Why Mutation Testing Is Slow (and What to Do About It)

tl;dr: Certain mutations (especially in parsers and loop-heavy code) create non-terminating programs. Vary uses adaptive timeouts, early exit on first failure, and shared compilation caches to keep runs fast despite these pathological mutants.

Mutation testing is powerful. It is also, if you are not careful, slow. Not "large test suite" slow, where adding hardware or parallelism helps linearly. Structurally slow, caused by the interaction between what mutations do and what certain kinds of code do in response.

This article explains why some mutation runs take much longer than others and how Vary addresses each cause.

The cost model

A mutation testing run does three things for each mutant.

Phase	What it does
Compile	Type-check the mutated code and generate bytecode
Load	Bring the compiled mutant into memory
Run	Execute the test suite against the mutant

The total wall-clock time is roughly:

total = N_mutants * (compile_time + load_time + test_time)

For a file with 200 mutants, a 5ms compile, 1ms load, and 10ms test suite, that is 200 * 16ms = 3.2 seconds. Perfectly reasonable.

The problem is that test_time is not always 10ms.

The infinite loop problem

Consider a parser that walks an input string character by character:

def parse_tokens(text: Str, pos: Int) -> Int {
    mut i = pos
    while i < len(text) {
        if text[i] == " " {
            i = i + 1
        } else {
            break
        }
    }
    return i
}

Now consider what happens when the mutation i = i + 1 becomes i = i - 1. The loop variable decrements instead of incrementing. It will never reach len(text). The program runs forever.

Or when i < len(text) becomes i <= len(text). An off-by-one that, depending on what happens at the boundary, may cause an infinite loop by reading past the end of input and never finding the termination condition.

Or when i = i + 1 is removed entirely (a statement-removal mutation). Now i never changes. The loop spins on the same character forever.

These are not exotic edge cases. They are the natural consequence of applying standard mutation operators to loop-heavy code. Parsers, interpreters, state machines, graph traversals, protocol handlers: any code that uses loops with computed termination conditions is vulnerable.

The timeout tax

Every mutation testing tool handles non-terminating mutants the same way: a timeout.
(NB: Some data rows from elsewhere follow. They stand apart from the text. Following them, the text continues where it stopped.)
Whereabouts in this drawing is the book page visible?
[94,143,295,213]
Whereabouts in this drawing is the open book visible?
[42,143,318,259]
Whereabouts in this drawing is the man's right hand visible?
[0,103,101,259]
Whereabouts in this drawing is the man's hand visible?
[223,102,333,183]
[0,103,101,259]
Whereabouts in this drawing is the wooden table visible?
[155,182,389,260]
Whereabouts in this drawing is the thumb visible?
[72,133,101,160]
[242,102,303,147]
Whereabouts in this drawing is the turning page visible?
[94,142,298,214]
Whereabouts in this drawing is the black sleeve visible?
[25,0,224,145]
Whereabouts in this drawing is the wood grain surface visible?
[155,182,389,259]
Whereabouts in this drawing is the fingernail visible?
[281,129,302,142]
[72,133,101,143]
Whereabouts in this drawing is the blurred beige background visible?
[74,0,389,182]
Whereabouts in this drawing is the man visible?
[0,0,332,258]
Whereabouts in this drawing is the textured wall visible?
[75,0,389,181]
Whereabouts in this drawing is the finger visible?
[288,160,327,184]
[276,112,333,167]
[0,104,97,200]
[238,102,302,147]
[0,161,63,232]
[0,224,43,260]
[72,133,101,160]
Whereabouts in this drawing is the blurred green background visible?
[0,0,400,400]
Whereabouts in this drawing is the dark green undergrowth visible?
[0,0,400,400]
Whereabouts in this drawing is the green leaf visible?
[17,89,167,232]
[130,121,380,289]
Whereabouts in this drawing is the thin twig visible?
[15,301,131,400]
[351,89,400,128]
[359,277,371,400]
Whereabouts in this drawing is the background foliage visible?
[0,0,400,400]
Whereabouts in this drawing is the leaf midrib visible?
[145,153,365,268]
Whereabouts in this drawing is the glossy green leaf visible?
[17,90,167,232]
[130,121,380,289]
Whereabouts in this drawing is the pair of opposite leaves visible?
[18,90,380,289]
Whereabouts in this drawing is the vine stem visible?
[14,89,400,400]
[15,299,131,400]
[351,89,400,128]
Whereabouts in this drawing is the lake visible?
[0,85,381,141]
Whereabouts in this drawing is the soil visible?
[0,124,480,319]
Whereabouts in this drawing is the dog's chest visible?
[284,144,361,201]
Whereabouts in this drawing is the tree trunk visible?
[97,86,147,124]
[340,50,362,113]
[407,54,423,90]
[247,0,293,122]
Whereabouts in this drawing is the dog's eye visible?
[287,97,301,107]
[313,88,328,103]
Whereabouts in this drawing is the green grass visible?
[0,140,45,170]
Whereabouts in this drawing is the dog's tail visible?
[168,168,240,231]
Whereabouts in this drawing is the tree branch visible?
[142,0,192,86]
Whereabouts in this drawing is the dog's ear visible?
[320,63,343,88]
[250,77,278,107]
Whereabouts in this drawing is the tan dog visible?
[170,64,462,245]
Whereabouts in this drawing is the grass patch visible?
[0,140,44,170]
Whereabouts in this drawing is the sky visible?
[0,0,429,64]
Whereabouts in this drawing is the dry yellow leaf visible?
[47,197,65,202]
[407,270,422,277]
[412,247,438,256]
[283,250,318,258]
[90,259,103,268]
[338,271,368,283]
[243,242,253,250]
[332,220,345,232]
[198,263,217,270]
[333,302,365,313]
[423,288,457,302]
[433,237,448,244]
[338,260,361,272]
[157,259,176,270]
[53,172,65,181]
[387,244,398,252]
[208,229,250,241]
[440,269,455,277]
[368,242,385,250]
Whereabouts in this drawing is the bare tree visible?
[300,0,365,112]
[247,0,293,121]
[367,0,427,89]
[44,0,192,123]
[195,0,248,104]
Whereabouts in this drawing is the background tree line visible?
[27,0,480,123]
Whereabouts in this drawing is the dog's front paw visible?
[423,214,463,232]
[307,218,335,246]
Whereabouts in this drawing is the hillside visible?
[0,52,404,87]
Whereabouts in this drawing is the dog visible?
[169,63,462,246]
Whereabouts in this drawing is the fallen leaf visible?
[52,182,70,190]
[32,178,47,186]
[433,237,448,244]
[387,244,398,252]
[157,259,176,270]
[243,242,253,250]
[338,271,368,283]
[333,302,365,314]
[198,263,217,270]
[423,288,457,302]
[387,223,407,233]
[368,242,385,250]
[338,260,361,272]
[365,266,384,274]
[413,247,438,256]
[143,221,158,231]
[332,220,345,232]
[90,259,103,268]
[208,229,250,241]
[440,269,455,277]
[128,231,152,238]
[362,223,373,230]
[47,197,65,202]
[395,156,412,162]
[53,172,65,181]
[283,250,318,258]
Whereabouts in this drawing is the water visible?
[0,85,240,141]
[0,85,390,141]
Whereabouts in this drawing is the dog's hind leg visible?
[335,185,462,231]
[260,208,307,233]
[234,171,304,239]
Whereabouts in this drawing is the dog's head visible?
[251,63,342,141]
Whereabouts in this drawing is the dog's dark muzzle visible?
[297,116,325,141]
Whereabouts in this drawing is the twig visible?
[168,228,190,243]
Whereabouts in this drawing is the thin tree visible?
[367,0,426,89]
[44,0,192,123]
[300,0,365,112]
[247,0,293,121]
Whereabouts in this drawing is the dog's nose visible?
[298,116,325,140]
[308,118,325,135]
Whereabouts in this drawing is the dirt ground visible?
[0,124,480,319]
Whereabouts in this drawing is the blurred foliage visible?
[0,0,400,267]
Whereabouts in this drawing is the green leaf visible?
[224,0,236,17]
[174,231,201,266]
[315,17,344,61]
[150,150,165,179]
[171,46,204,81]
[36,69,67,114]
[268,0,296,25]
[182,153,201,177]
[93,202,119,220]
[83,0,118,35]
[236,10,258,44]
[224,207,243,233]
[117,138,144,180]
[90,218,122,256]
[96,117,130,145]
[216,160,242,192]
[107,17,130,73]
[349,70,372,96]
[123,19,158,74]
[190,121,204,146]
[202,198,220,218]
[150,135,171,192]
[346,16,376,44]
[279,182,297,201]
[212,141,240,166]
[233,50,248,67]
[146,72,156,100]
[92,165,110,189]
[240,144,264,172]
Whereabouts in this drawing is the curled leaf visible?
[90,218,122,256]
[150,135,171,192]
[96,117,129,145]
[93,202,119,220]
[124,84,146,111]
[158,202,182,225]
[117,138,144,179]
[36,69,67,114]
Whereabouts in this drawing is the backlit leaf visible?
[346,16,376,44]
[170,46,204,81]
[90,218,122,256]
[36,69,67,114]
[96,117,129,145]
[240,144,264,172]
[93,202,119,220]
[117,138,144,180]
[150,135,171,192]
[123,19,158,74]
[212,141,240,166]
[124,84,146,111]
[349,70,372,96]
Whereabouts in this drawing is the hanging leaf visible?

If a test does not complete within some limit, the mutant is killed (the test "failed" by hanging) and the tool moves on.

The question is how long that timeout should be. Too long and a single bad mutant wastes seconds or minutes while the test suite hangs. Too short and legitimate slow tests get killed as false positives.

A fixed 5-second timeout sounds reasonable until you do the math. If 10% of 200 mutants trigger infinite loops, that is 20 mutants * 5 seconds = 100 seconds of pure waiting. If each mutant runs against a 30-test suite and each test independently hangs, it is 20 * 30 * 5 = 3,000 seconds. Fifty minutes, doing nothing useful.

The compounding factors

Three things make the problem worse in practice:

Multiple tests per mutant. If a mutant causes an infinite loop in one test, it likely causes the same loop in every test that exercises the same code path. Running all 30 tests to their timeout is wasteful; the first timeout already killed the mutant.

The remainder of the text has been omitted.